Quando a apreensão ocorre a partir do que outros já disseram que ele é, e a partir de um eu já completamente comprometido com seus próprios conteúdos condicionados, o que surge é um Yoga de segunda mão. Um pseudo Yoga; mumificado. Um fóssil desnaturado que vai desde a megalomania materialista dos falsos mestres até os piedosos sectários que se fazem passar por religiosos.

O Yoga vivo só aparece quando o acesso ocorre desde a ausência do eu. Quando a fonte originária do Yoga, ela mesma, surge no espaço luminoso e infinito que se abre com a dissolução da identidade temporal. Então é possível compreender que quando existe alguém praticando não existe Yoga!

Se a formulação dada ao Yoga causa estranheza e nos coloca diante do fato de que então não sabemos o que é Yoga, é quando esse dizer cumpriu plenamente a sua função. Pois assim não pensamos já saber. E é nessa disposição que podemos perguntar “O que é isto, Yoga? E nos colocarmos então à escuta, silenciosamente, esvaziando-nos de nós mesmos, para deixar o Yoga ser o que ele é onde antes havia o “nós”. Ele surge precisamente na quietude desse escutar e ocupa o espaço da identidade do ser. Quando se pensa que sabe já se deixou de saber. O Yoga é vivo e sua fonte é infinitamente criativa. É sempre novo e atual ao ser disponibilizado por quem o apreende desde a origem. E é sempre outro, ainda que seja sempre ele mesmo! Esta é a eterna atualidade do Yoga.

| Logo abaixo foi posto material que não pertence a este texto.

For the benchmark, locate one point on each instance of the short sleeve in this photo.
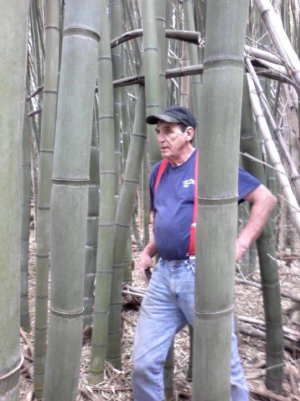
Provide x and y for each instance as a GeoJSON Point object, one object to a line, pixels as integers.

O estado de Yoga, ele mesmo, não está a disposição de todos de qualquer maneira. È necessário um alinhamento adequado de intenção, de foco, de disponibilidade. Na disposição adequada o Yoga se mostra plenamente, pois já está sempre aí. Mas é preciso completa abertura e vulnerabilidade para que ele possa afetar, transformar, provocar a morte e o renascimento do sentido de si mesmo e do mundo. A Tradição Yogi pode assim realizar aquilo que é o seu propósito fundamental: O desvelamento do Si mesmo. O acesso humano ao sagrado! O humano é Divino! Aham Brahmasmi! Shivo Ham! Sat Nam!